A student-level benchmark is a predicted probability that a student with given characteristics will be included in NAEP. Students with characteristics associated with higher inclusion rates (such as those with a specific learning disability or those with a mild disability) have a higher benchmark for inclusion, and students with characteristics associated with lower inclusion rates (such as those with mental retardation or those with a severe disability) have a lower benchmark. The relationships between student characteristics and benchmarks are calculated from the estimated parameters of the statistical model used in this study. The parameters are estimated using 2005 NAEP data.
Student-level benchmarks differ by student characteristics but they do not differ across time. In other words, for a given profile of student characteristics, the student-level benchmark will be the same for such students in 2005 and 2007 and 2009. Suppose, for example, the model estimated that students with a specific learning disability that was mild and who had an Individualized Education Plan (IEP) and did not receive an accommodation on the state assessment that was not allowed on NAEP were included 90 percent of the time using 2005 data.
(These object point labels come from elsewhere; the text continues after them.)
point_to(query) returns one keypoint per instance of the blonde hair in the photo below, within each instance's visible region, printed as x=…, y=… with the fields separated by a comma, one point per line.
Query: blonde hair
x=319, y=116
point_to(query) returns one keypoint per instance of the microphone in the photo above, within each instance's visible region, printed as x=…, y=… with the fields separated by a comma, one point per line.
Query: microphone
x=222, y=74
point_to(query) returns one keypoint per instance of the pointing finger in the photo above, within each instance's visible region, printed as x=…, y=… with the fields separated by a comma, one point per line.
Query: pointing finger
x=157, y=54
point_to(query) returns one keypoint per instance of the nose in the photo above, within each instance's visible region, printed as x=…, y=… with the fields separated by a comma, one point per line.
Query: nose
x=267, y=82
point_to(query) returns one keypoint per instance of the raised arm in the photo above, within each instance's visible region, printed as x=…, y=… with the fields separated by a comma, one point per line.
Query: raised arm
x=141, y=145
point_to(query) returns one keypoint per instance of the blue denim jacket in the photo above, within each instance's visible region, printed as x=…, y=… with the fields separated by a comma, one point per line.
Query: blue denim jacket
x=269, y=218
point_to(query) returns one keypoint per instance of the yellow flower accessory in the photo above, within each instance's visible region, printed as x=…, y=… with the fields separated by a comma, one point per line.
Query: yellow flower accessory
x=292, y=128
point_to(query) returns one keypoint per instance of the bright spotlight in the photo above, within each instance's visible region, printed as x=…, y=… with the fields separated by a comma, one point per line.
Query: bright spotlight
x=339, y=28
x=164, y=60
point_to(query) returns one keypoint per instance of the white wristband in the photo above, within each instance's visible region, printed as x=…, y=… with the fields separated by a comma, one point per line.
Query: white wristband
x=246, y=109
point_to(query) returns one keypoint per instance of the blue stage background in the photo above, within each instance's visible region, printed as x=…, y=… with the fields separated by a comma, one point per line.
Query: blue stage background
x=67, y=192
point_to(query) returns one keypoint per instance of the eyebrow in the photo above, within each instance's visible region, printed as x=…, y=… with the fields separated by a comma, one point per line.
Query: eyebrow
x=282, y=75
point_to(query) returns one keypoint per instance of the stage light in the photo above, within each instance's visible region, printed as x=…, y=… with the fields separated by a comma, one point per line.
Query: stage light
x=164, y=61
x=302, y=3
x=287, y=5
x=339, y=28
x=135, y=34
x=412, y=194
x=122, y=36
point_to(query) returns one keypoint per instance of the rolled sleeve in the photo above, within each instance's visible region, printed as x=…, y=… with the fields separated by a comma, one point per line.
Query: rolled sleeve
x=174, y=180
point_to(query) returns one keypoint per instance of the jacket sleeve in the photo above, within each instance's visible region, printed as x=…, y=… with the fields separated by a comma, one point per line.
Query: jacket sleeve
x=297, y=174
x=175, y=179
This would be the benchmark for that type of student. In all years and in all states, students of this type would be expected to be included 90 percent of the time.
A state-level benchmark is an aggregation of its students’ individual-level benchmarks. By averaging student-level benchmarks to the state level, a state’s benchmark takes into consideration the characteristics of its students. In this manner, the differing populations of students with disabilities across states and across time lead to different state-level benchmarks for measurement. While the benchmark for any given student profile does not change across time, if the distribution of student profiles in a state changes, the benchmark for that state will differ across time.
The report provides standard errors and significance testing for the change measure, as that measure is the focus of this report, but not for the starting point measure. To calculate the standard error, a modification of NAEP’s recommended process is used. The modification is necessary because the analysis uses two NAEP administrations to calculate results, and error from both data sources needs to be combined. See the 2009 R&D report for more details on how standard errors were calculated.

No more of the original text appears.